O Dr. Erich Fonoff é médico neurocirurgião, professor, pesquisador e um dos principais especialistas brasileiros em neurocirurgia funcional, com ênfase nas áreas de dor, doença de Parkinson e outros distúrbios do movimento. É professor livre-docente do departamento de Neurologia da Faculdade de Medicina da USP.

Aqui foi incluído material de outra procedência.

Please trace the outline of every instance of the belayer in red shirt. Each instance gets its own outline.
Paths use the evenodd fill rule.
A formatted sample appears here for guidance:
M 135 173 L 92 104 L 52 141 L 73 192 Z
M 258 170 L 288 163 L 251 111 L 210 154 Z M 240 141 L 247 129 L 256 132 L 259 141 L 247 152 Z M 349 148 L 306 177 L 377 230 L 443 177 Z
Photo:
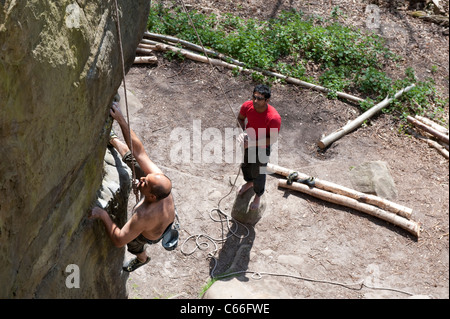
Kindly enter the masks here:
M 266 185 L 266 171 L 262 168 L 269 162 L 271 146 L 277 141 L 281 127 L 281 117 L 269 104 L 270 97 L 268 86 L 257 85 L 253 90 L 252 100 L 242 104 L 238 116 L 238 122 L 245 131 L 245 153 L 241 168 L 246 181 L 238 195 L 253 187 L 256 195 L 250 204 L 250 210 L 259 208 Z

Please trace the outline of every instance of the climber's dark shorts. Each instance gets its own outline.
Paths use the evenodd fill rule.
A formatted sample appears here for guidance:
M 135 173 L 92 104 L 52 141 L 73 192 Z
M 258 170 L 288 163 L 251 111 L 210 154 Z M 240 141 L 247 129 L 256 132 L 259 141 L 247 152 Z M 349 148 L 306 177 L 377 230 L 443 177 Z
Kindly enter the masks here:
M 132 158 L 131 158 L 131 152 L 128 151 L 125 153 L 125 155 L 122 158 L 122 161 L 128 165 L 128 167 L 133 170 L 133 168 L 131 167 L 131 163 L 132 163 Z M 142 170 L 141 166 L 139 166 L 139 163 L 136 162 L 136 160 L 133 161 L 134 162 L 134 172 L 136 173 L 136 178 L 140 179 L 141 177 L 145 177 L 147 176 L 147 174 L 144 173 L 144 171 Z
M 142 234 L 136 237 L 133 241 L 127 244 L 128 251 L 134 255 L 140 254 L 144 251 L 144 246 L 154 245 L 163 240 L 162 245 L 166 250 L 173 250 L 178 243 L 178 231 L 172 228 L 173 223 L 170 224 L 161 237 L 157 240 L 150 240 L 145 238 Z

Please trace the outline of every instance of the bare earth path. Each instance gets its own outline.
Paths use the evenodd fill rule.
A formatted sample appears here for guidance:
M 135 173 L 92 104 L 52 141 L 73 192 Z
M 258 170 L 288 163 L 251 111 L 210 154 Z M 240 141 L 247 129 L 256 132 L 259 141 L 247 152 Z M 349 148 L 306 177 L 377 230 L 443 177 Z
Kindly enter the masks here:
M 277 8 L 263 5 L 263 1 L 245 1 L 240 9 L 232 9 L 228 1 L 191 2 L 260 17 L 293 5 L 292 1 L 280 0 Z M 358 5 L 352 5 L 351 1 L 342 1 L 340 5 L 350 23 L 363 26 L 367 3 L 357 2 Z M 323 1 L 323 6 L 303 9 L 327 12 L 328 3 Z M 432 63 L 443 65 L 434 76 L 448 96 L 448 37 L 442 35 L 440 27 L 381 8 L 385 25 L 395 23 L 401 30 L 410 31 L 409 40 L 390 39 L 392 48 L 405 50 L 402 41 L 407 41 L 410 51 L 406 64 L 414 64 L 419 77 L 430 76 L 427 70 Z M 427 49 L 431 47 L 439 49 Z M 234 181 L 239 164 L 225 161 L 225 131 L 234 128 L 235 122 L 216 78 L 224 86 L 235 112 L 250 98 L 254 83 L 233 77 L 229 71 L 212 71 L 191 61 L 170 62 L 159 54 L 158 60 L 157 67 L 133 67 L 127 75 L 129 91 L 144 106 L 132 113 L 131 126 L 142 137 L 151 158 L 173 180 L 182 223 L 180 244 L 196 234 L 222 238 L 228 230 L 214 222 L 210 212 L 230 192 L 230 181 Z M 352 168 L 367 161 L 384 161 L 397 187 L 395 201 L 413 209 L 413 219 L 423 226 L 422 236 L 416 239 L 360 212 L 279 189 L 277 177 L 268 176 L 263 218 L 246 238 L 231 237 L 219 244 L 215 274 L 232 266 L 236 271 L 272 272 L 348 284 L 364 281 L 412 295 L 449 298 L 448 160 L 423 142 L 399 134 L 398 123 L 389 115 L 376 117 L 368 126 L 320 152 L 316 145 L 322 134 L 355 118 L 360 112 L 358 107 L 291 85 L 275 84 L 272 91 L 271 104 L 282 116 L 279 165 L 352 188 Z M 194 127 L 199 128 L 199 123 L 204 138 L 200 162 L 192 149 Z M 171 151 L 181 145 L 179 132 L 184 132 L 190 143 L 187 163 L 171 156 Z M 211 146 L 208 143 L 212 140 L 209 134 L 214 132 L 220 132 L 223 138 L 219 148 L 224 159 L 221 163 L 207 163 Z M 236 191 L 221 202 L 227 214 Z M 133 201 L 131 197 L 130 206 Z M 244 234 L 245 229 L 238 232 Z M 215 267 L 207 258 L 214 246 L 210 243 L 209 248 L 191 255 L 183 254 L 180 248 L 169 253 L 161 245 L 148 247 L 152 261 L 130 274 L 129 298 L 199 298 Z M 192 250 L 193 242 L 184 248 Z M 255 281 L 250 274 L 238 279 L 244 283 Z M 410 297 L 393 290 L 349 289 L 288 277 L 266 276 L 260 281 L 272 283 L 280 298 Z

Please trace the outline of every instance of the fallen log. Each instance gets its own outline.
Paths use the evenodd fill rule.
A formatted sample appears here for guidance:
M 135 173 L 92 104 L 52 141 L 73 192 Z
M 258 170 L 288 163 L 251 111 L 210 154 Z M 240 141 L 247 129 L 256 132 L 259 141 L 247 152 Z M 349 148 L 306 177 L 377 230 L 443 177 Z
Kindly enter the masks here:
M 288 185 L 287 181 L 284 179 L 278 180 L 278 186 L 299 191 L 304 194 L 319 198 L 321 200 L 328 201 L 330 203 L 349 207 L 357 211 L 369 214 L 371 216 L 382 219 L 388 223 L 391 223 L 395 226 L 399 226 L 404 230 L 410 232 L 411 234 L 415 235 L 417 238 L 420 237 L 420 225 L 415 221 L 408 220 L 396 214 L 387 212 L 381 208 L 358 202 L 356 199 L 335 193 L 330 193 L 318 188 L 309 188 L 308 186 L 297 182 L 292 183 L 292 185 Z
M 409 90 L 411 90 L 413 87 L 415 87 L 415 84 L 412 84 L 406 88 L 404 88 L 403 90 L 400 90 L 399 92 L 397 92 L 394 97 L 392 98 L 385 98 L 383 101 L 381 101 L 380 103 L 378 103 L 377 105 L 371 107 L 368 111 L 364 112 L 363 114 L 361 114 L 360 116 L 358 116 L 356 119 L 354 119 L 353 121 L 349 122 L 347 125 L 345 125 L 343 128 L 331 133 L 330 135 L 323 137 L 319 142 L 318 142 L 318 146 L 321 149 L 326 148 L 327 146 L 329 146 L 330 144 L 332 144 L 333 142 L 337 141 L 338 139 L 340 139 L 341 137 L 343 137 L 344 135 L 350 133 L 351 131 L 353 131 L 354 129 L 356 129 L 357 127 L 361 126 L 361 124 L 366 121 L 367 119 L 371 118 L 372 116 L 374 116 L 376 113 L 378 113 L 379 111 L 381 111 L 383 108 L 385 108 L 386 106 L 388 106 L 394 99 L 399 98 L 403 93 L 408 92 Z
M 423 131 L 425 131 L 427 133 L 430 133 L 431 135 L 433 135 L 434 137 L 436 137 L 440 141 L 448 144 L 448 142 L 449 142 L 448 135 L 445 135 L 445 134 L 439 132 L 438 130 L 435 130 L 434 128 L 432 128 L 432 127 L 430 127 L 430 126 L 428 126 L 428 125 L 418 121 L 417 119 L 413 118 L 412 116 L 408 116 L 406 118 L 406 120 L 408 122 L 410 122 L 412 125 L 420 128 L 421 130 L 423 130 Z
M 240 66 L 236 66 L 234 64 L 230 64 L 230 63 L 224 62 L 222 60 L 218 60 L 218 59 L 207 58 L 203 55 L 199 55 L 192 51 L 181 49 L 181 48 L 175 47 L 173 45 L 169 45 L 169 44 L 165 44 L 165 43 L 158 43 L 155 41 L 151 41 L 151 42 L 154 43 L 154 44 L 150 45 L 151 49 L 154 51 L 172 51 L 174 53 L 181 54 L 185 58 L 191 59 L 193 61 L 202 62 L 202 63 L 211 63 L 212 65 L 222 66 L 222 67 L 225 67 L 225 68 L 231 69 L 231 70 L 238 69 L 239 72 L 243 72 L 243 71 L 250 72 L 250 70 L 246 70 Z
M 278 79 L 285 80 L 287 83 L 303 86 L 303 87 L 305 87 L 307 89 L 319 91 L 319 92 L 322 92 L 322 93 L 330 93 L 331 92 L 330 89 L 327 89 L 327 88 L 325 88 L 323 86 L 312 84 L 312 83 L 308 83 L 308 82 L 305 82 L 305 81 L 302 81 L 302 80 L 299 80 L 299 79 L 296 79 L 296 78 L 291 78 L 289 76 L 282 75 L 282 74 L 279 74 L 279 73 L 275 73 L 275 72 L 271 72 L 271 71 L 265 71 L 265 70 L 260 70 L 260 72 L 262 74 L 266 75 L 266 76 L 276 77 Z M 353 96 L 353 95 L 350 95 L 350 94 L 347 94 L 347 93 L 343 93 L 343 92 L 336 92 L 336 95 L 338 97 L 340 97 L 340 98 L 344 98 L 344 99 L 347 99 L 347 100 L 350 100 L 350 101 L 353 101 L 353 102 L 357 102 L 357 103 L 364 101 L 364 99 L 361 99 L 359 97 L 356 97 L 356 96 Z
M 194 50 L 194 51 L 197 51 L 197 52 L 201 52 L 201 53 L 204 52 L 202 47 L 200 47 L 200 46 L 198 46 L 196 44 L 189 43 L 187 41 L 178 39 L 178 38 L 168 37 L 168 36 L 161 36 L 161 35 L 156 35 L 156 34 L 152 34 L 152 33 L 145 33 L 144 35 L 146 35 L 147 37 L 152 38 L 152 39 L 159 39 L 159 40 L 166 40 L 166 41 L 170 41 L 170 42 L 180 43 L 181 45 L 187 46 L 191 50 Z M 164 50 L 164 51 L 165 50 L 171 50 L 171 51 L 174 51 L 174 52 L 176 52 L 176 50 L 178 50 L 178 53 L 181 53 L 183 56 L 185 56 L 185 57 L 187 57 L 189 59 L 192 59 L 192 60 L 197 61 L 197 62 L 204 62 L 204 63 L 208 62 L 208 58 L 207 57 L 200 56 L 200 55 L 196 56 L 197 54 L 195 54 L 193 52 L 190 52 L 189 54 L 186 54 L 186 52 L 189 52 L 189 51 L 185 51 L 185 50 L 180 49 L 178 47 L 174 47 L 172 45 L 168 45 L 168 44 L 161 43 L 161 42 L 154 41 L 154 40 L 153 41 L 152 40 L 144 41 L 144 40 L 143 40 L 143 43 L 145 43 L 147 45 L 160 45 L 160 44 L 165 45 L 166 47 L 164 47 L 164 46 L 160 47 L 161 50 Z M 213 65 L 219 65 L 217 61 L 223 61 L 223 63 L 226 63 L 226 65 L 224 65 L 224 66 L 226 68 L 228 68 L 228 69 L 238 69 L 239 72 L 245 72 L 245 73 L 259 72 L 259 73 L 261 73 L 261 74 L 263 74 L 265 76 L 271 76 L 271 77 L 275 77 L 275 78 L 278 78 L 278 79 L 282 79 L 282 80 L 286 81 L 287 83 L 298 85 L 298 86 L 302 86 L 302 87 L 307 88 L 307 89 L 311 89 L 311 90 L 315 90 L 315 91 L 319 91 L 319 92 L 323 92 L 323 93 L 330 93 L 331 92 L 330 89 L 327 89 L 327 88 L 325 88 L 323 86 L 312 84 L 312 83 L 308 83 L 308 82 L 305 82 L 305 81 L 302 81 L 302 80 L 299 80 L 299 79 L 296 79 L 296 78 L 292 78 L 292 77 L 289 77 L 289 76 L 286 76 L 286 75 L 283 75 L 283 74 L 279 74 L 279 73 L 276 73 L 276 72 L 262 70 L 262 69 L 259 69 L 259 68 L 255 68 L 254 70 L 246 69 L 246 68 L 244 68 L 244 66 L 245 66 L 244 63 L 239 62 L 239 61 L 237 61 L 237 60 L 235 60 L 233 58 L 227 57 L 227 56 L 225 56 L 225 55 L 223 55 L 221 53 L 218 53 L 218 52 L 215 52 L 215 51 L 212 51 L 212 50 L 209 50 L 209 49 L 205 49 L 205 51 L 206 51 L 206 54 L 214 56 L 214 57 L 217 57 L 217 58 L 220 59 L 220 60 L 210 59 Z M 205 58 L 206 60 L 203 59 L 203 58 Z M 230 61 L 231 63 L 225 62 L 225 61 Z M 344 93 L 344 92 L 336 92 L 336 95 L 338 97 L 340 97 L 340 98 L 347 99 L 347 100 L 350 100 L 350 101 L 353 101 L 353 102 L 357 102 L 357 103 L 364 101 L 364 99 L 362 99 L 362 98 L 359 98 L 359 97 L 356 97 L 356 96 L 353 96 L 353 95 L 350 95 L 350 94 L 347 94 L 347 93 Z
M 176 38 L 176 37 L 171 37 L 171 36 L 168 36 L 168 35 L 162 35 L 162 34 L 157 34 L 157 33 L 151 33 L 151 32 L 148 32 L 148 31 L 146 31 L 144 33 L 144 37 L 147 37 L 148 39 L 152 39 L 152 40 L 157 40 L 157 41 L 172 42 L 174 44 L 178 44 L 179 43 L 179 44 L 181 44 L 183 47 L 185 47 L 187 49 L 194 50 L 196 52 L 201 52 L 201 53 L 205 53 L 206 52 L 207 55 L 215 57 L 215 58 L 218 58 L 218 59 L 220 59 L 222 61 L 231 62 L 233 64 L 236 64 L 237 66 L 242 66 L 242 67 L 245 66 L 244 63 L 242 63 L 242 62 L 240 62 L 238 60 L 235 60 L 233 58 L 227 57 L 227 56 L 225 56 L 222 53 L 219 53 L 219 52 L 216 52 L 214 50 L 207 49 L 207 48 L 203 48 L 200 45 L 197 45 L 197 44 L 194 44 L 194 43 L 191 43 L 189 41 L 185 41 L 185 40 L 182 40 L 182 39 L 179 39 L 179 38 Z M 141 42 L 144 43 L 144 44 L 148 43 L 146 41 L 146 39 L 142 39 Z
M 142 48 L 142 49 L 147 49 L 147 50 L 151 50 L 152 47 L 149 44 L 143 43 L 143 40 L 141 40 L 141 42 L 138 44 L 138 48 Z
M 267 164 L 267 171 L 278 174 L 278 175 L 282 175 L 282 176 L 289 176 L 289 174 L 291 174 L 293 172 L 297 172 L 298 179 L 307 179 L 310 177 L 310 176 L 300 173 L 298 171 L 289 170 L 287 168 L 284 168 L 284 167 L 281 167 L 278 165 L 274 165 L 272 163 Z M 351 189 L 351 188 L 348 188 L 345 186 L 341 186 L 341 185 L 338 185 L 338 184 L 335 184 L 332 182 L 320 180 L 317 178 L 314 179 L 314 181 L 315 181 L 315 187 L 317 187 L 319 189 L 329 191 L 329 192 L 332 192 L 332 193 L 335 193 L 338 195 L 346 196 L 346 197 L 355 199 L 361 203 L 366 203 L 366 204 L 377 206 L 379 208 L 382 208 L 384 210 L 387 210 L 387 211 L 397 214 L 399 216 L 405 217 L 407 219 L 411 218 L 411 215 L 412 215 L 411 208 L 396 204 L 392 201 L 381 198 L 379 196 L 358 192 L 354 189 Z
M 413 131 L 411 129 L 408 129 L 408 133 L 413 135 L 415 138 L 426 142 L 429 146 L 435 148 L 439 153 L 441 153 L 447 159 L 449 158 L 449 152 L 445 148 L 446 146 L 448 147 L 447 144 L 445 144 L 445 146 L 441 145 L 438 142 L 436 142 L 436 141 L 434 141 L 432 139 L 429 139 L 428 137 L 423 136 L 423 135 L 421 135 L 421 134 L 419 134 L 419 133 L 417 133 L 417 132 L 415 132 L 415 131 Z
M 440 124 L 430 120 L 429 118 L 426 118 L 426 117 L 423 117 L 423 116 L 420 116 L 420 115 L 416 115 L 415 118 L 416 118 L 416 120 L 418 120 L 418 121 L 428 125 L 429 127 L 432 127 L 436 131 L 439 131 L 442 134 L 448 135 L 448 129 L 446 129 L 442 125 L 440 125 Z
M 443 148 L 445 148 L 447 151 L 449 150 L 448 144 L 445 144 L 442 141 L 438 141 L 439 145 L 441 145 Z
M 449 26 L 449 18 L 445 15 L 427 14 L 425 11 L 411 11 L 407 13 L 414 18 L 419 18 L 428 22 L 436 23 L 443 27 Z
M 155 56 L 137 56 L 134 58 L 135 64 L 157 64 L 158 59 Z
M 136 54 L 153 55 L 153 51 L 151 49 L 144 49 L 144 48 L 137 47 Z

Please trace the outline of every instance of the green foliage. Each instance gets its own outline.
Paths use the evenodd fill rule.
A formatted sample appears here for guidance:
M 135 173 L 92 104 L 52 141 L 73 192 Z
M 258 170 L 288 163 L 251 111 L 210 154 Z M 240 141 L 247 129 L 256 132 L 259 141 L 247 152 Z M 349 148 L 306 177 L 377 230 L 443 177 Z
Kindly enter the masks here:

Atuou como médico neurocirurgião na equipe do Hospital das Clínicas da FMUSP e coordenou o Laboratório de Neuromodulação de Dor Experimental do Hospital Sírio-Libanês. Ele é diretor técnico do canal Parkinson Hoje, comunidade online que reúne informações, dicas e materiais educacionais para todos aqueles que convivem com a doença de Parkinson. Parkinson Hoje e este site tem caráter exclusivo de esclarecimento e educação à sociedade e é produzido de acordo com a resolução CFM Nº 1.974/2011.

Atualizado em 12/11/2020

2 comentários em “Cirurgia de Parkinson (Estimulação Cerebral Profunda)”

  1. Boa tarde,
    Essa cirurgia só faz em rede particular?
    Quanto custa? Qual o passo a passo devo seguir?
    Me ajudem Por favor

    Responder
    • Olá Rone, Os paciente necessitam de uma avaliação inicial e dois testes clínicos para podermos saber se é indicada a cirurgia. Os outros passos dependem do seguro médico e exames de imagem. Não é complicado, mas precisam ser feitos.